Market along the road side

I have been refraining from writing about my opinion on the cholera in Haiti, partly because I have been worried that I might be off on my conclusions. The other reason for not wanting to write my concerns is because they make them all that more real to me. Well, I am going to step outside my comfort zone and am going to dive into it anyways, take from it what you will.

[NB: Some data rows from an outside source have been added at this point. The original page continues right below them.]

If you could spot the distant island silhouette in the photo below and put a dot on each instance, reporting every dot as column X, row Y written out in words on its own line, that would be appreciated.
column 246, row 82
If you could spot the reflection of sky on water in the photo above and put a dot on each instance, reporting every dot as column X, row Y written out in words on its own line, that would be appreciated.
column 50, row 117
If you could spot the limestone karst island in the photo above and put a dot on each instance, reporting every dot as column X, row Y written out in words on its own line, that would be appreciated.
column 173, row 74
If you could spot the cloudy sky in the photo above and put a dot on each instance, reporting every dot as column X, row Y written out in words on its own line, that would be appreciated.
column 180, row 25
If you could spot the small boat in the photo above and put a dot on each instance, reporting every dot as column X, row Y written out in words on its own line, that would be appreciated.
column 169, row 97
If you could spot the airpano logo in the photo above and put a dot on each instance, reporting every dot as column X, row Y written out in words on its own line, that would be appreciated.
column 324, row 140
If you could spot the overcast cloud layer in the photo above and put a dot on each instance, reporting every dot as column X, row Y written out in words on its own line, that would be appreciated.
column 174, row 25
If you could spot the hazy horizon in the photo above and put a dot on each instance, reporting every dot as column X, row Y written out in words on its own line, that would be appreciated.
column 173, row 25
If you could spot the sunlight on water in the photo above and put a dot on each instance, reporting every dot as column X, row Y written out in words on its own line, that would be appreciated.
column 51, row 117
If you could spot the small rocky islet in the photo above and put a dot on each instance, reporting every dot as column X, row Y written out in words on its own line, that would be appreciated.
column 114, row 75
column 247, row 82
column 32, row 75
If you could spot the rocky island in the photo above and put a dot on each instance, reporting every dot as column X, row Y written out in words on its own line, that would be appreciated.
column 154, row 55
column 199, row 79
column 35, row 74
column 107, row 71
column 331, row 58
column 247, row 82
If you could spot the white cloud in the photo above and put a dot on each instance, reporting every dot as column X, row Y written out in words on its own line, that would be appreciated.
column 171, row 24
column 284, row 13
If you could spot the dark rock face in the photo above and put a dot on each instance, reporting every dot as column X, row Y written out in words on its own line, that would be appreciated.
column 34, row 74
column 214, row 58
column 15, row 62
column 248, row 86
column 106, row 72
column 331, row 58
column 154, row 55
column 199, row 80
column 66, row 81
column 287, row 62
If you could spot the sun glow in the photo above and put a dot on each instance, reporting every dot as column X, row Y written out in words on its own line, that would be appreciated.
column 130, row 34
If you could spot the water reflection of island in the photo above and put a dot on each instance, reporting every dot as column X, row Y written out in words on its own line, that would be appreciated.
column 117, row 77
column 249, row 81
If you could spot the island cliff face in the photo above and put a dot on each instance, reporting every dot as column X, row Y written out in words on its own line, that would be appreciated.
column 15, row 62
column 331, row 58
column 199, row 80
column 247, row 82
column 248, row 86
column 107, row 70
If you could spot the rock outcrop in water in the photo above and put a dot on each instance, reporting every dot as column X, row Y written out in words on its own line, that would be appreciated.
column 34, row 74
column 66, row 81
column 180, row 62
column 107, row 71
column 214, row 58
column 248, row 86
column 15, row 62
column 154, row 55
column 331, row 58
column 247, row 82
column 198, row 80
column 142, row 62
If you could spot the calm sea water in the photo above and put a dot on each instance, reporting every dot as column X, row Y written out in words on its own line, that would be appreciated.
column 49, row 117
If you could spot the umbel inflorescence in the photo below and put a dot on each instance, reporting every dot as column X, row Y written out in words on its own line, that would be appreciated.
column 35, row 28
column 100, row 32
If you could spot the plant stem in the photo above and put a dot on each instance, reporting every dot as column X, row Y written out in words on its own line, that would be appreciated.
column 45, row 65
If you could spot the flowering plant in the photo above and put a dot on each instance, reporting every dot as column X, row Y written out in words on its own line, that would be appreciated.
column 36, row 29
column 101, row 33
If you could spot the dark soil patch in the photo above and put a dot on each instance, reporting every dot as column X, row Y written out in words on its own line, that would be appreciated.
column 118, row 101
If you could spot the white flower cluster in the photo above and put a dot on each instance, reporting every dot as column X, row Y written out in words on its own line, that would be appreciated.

I believe that getting cholera under control in Haiti is going to be next to impossible. I have walked the rural market place, I have ridden through the rural towns, and I have lived with the rural families. In short I have experienced how the rural and not so rural Haitians live. Because of this experience I am highly concerned about the cholera lasting for years in Haiti and the death toll being extremely high. I fear everyday that a phone call will come that tells me one of my friends in Haiti has died.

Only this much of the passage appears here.